Advanced Trust Mechanisms

Explainability Pattern

The explainability pattern enables agents to explain their reasoning and decisions:

Python
class Explainable:
    def __init__(self, llm_client):
        self.llm = llm_client
        self.reasoning_log = []

    async def make_decision_with_explanation(self, context: dict, options: List[str]) -> dict:
        """Make a decision and provide an explanation."""
        # Format the decision context
        context_str = json.dumps(context, indent=2)
        options_str = "\n".join(f"- {option}" for option in options)

        response = await self.llm.chat.completions.create(
            model="gpt-4",
            messages=[
                {
                    "role": "system", 
                    "content": "You are a decision-making assistant.

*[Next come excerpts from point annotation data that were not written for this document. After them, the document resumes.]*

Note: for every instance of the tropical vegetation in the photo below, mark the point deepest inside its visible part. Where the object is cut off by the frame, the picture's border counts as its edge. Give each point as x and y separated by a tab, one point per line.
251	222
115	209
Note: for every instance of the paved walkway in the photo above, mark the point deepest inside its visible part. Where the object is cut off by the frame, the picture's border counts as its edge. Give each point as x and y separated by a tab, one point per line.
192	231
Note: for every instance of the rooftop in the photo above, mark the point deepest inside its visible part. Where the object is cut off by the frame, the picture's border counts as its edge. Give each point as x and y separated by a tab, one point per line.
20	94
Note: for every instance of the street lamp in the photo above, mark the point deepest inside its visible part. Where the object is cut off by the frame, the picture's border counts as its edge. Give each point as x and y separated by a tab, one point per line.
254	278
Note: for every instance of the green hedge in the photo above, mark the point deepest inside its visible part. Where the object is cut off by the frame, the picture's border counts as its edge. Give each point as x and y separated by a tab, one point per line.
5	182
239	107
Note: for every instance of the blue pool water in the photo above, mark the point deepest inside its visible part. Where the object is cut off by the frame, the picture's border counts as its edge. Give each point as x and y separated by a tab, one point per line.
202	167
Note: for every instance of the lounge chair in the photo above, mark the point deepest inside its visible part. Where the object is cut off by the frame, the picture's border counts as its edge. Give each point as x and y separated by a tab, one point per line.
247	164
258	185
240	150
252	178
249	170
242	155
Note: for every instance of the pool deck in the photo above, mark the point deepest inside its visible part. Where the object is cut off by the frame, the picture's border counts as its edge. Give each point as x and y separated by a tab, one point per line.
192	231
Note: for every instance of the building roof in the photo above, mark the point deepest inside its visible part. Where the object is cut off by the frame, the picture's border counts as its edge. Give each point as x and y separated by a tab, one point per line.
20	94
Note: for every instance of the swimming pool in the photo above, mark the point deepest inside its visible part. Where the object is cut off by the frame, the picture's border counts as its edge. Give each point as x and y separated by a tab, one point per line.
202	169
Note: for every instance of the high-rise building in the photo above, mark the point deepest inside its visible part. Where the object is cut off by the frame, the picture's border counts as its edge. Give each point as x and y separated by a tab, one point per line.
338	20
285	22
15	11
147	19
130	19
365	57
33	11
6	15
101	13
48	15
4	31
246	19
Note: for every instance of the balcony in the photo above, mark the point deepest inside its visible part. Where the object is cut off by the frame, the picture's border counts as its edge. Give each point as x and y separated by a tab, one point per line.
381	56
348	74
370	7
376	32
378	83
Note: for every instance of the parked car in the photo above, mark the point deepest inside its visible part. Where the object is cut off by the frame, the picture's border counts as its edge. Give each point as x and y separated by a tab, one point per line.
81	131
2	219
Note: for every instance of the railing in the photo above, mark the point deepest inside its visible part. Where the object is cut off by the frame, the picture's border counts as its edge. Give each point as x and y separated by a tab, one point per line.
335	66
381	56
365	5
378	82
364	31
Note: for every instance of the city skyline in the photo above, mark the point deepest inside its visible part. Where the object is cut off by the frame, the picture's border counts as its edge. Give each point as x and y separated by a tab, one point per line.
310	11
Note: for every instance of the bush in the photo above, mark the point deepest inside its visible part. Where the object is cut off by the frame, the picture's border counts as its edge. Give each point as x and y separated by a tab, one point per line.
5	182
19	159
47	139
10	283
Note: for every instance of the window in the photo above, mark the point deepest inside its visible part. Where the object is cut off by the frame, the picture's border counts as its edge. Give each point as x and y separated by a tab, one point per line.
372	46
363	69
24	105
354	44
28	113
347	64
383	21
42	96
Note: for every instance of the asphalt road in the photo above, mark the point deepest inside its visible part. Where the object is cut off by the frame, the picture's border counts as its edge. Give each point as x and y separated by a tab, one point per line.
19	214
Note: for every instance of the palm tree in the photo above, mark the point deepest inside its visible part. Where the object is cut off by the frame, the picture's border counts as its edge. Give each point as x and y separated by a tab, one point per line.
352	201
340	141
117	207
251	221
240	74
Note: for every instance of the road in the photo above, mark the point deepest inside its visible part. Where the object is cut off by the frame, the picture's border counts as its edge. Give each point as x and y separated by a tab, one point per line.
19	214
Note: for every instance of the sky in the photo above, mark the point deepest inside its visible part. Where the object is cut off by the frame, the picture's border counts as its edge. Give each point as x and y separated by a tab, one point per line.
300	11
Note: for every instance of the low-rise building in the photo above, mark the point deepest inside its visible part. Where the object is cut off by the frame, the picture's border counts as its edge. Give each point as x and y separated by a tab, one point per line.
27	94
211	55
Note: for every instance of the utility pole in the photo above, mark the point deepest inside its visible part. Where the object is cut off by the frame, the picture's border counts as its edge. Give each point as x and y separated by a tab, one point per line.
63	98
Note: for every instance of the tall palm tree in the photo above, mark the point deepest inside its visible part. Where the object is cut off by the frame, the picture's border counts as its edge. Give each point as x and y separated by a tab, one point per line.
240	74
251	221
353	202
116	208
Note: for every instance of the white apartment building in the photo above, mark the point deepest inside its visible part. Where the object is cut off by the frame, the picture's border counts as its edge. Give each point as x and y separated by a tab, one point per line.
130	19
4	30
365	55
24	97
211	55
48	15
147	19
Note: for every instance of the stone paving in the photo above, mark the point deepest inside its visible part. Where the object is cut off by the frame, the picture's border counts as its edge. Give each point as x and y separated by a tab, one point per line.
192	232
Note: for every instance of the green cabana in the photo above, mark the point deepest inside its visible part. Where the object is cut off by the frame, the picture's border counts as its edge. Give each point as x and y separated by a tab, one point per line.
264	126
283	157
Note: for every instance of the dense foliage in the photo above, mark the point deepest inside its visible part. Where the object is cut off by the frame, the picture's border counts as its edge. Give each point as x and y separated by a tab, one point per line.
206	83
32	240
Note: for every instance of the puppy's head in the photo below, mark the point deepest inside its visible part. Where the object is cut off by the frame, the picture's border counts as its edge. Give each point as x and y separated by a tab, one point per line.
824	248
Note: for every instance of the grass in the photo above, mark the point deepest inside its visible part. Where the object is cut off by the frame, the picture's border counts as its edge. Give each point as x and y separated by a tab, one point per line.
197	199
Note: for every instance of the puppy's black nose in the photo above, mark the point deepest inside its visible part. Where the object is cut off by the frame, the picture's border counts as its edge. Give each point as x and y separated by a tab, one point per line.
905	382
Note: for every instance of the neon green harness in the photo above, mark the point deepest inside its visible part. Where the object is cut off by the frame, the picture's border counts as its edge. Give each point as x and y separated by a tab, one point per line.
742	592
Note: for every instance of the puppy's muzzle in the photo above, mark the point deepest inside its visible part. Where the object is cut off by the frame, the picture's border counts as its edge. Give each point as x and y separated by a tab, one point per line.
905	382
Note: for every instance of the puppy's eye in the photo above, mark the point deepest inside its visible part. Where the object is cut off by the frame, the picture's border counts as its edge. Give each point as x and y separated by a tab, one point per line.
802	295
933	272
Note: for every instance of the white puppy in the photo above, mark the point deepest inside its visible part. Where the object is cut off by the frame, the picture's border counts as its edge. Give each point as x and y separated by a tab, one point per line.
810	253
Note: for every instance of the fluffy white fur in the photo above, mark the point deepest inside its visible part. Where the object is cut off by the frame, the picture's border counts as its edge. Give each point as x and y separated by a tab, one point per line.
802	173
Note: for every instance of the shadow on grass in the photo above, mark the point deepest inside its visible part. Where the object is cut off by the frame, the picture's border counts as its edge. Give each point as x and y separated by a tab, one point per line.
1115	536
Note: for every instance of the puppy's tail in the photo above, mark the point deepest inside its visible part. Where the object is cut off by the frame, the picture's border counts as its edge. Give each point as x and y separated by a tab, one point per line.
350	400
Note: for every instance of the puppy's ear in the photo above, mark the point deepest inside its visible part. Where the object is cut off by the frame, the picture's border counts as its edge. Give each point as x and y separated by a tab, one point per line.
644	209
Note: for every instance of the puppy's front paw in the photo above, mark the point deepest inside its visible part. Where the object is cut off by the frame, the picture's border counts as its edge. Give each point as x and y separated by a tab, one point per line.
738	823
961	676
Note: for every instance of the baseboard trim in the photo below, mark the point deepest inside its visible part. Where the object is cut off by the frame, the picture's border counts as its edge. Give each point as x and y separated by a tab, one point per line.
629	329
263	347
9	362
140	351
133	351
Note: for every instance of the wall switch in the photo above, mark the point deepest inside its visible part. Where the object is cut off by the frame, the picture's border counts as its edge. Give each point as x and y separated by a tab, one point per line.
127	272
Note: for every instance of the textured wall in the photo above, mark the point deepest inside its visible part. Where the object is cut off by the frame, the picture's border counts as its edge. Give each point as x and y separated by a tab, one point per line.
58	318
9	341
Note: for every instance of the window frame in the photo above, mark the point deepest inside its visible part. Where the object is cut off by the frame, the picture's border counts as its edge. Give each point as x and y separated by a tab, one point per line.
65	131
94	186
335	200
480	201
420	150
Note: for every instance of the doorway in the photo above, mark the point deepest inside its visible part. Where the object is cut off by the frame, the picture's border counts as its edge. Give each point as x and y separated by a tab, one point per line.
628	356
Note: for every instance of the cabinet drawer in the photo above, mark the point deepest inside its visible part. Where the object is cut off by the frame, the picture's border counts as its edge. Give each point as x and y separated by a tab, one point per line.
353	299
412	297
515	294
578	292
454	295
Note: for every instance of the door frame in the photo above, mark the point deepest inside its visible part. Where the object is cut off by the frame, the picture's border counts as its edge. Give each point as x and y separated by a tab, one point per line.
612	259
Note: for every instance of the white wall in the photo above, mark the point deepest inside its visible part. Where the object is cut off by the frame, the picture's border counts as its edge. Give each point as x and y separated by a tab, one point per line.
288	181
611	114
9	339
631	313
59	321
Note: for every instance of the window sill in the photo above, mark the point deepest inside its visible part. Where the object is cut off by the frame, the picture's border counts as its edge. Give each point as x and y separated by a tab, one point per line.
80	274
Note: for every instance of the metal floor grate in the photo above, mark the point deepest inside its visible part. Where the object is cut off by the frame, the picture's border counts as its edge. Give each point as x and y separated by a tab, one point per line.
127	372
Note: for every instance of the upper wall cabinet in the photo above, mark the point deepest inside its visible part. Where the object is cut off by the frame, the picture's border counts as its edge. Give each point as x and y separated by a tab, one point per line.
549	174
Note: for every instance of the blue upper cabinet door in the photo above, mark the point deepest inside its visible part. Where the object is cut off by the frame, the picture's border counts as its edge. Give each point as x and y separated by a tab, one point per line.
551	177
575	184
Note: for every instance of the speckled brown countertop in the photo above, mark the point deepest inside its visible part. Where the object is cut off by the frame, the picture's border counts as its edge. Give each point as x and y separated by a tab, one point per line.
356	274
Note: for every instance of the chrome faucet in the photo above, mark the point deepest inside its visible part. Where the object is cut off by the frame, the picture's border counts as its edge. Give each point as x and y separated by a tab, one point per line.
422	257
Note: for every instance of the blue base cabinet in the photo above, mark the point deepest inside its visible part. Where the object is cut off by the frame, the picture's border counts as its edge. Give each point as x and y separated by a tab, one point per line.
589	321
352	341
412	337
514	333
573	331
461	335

Your task is to make a decision and explain your reasoning."
                },
                {
                    "role": "user",
                    "content": f"Given the following context, choose the best option and explain your reasoning.\n\n"
                               f"Context:\n{context_str}\n\n"
                               f"Options:\n{options_str}"
                }
            ],
            response_format={"type": "json_object"}
        )

        result = json.loads(response.choices[0].message.content)

        # Log the decision and reasoning
        log_entry = {
            "context": context,
            "options": options,
            "decision": result.get("decision"),
            "reasoning": result.get("reasoning"),
            "timestamp": datetime.now().isoformat()
        }
        self.reasoning_log.append(log_entry)

        return result

    async def explain_past_decision(self, decision_id: str) -> dict:
        """Explain a past decision based on the reasoning log."""
        # Find the decision in the log
        for entry in self.reasoning_log:
            if str(id(entry)) == decision_id:
                return {
                    "decision": entry.get("decision"),
                    "reasoning": entry.get("reasoning"),
                    "context": entry.get("context"),
                    "options": entry.get("options")
                }

        return {"error": "Decision not found"}

    async def generate_explanation_for_action(self, action: dict, user_friendly: bool = False) -> str:
        """Generate an explanation for an action."""
        # Format action details
        action_str = json.dumps(action, indent=2)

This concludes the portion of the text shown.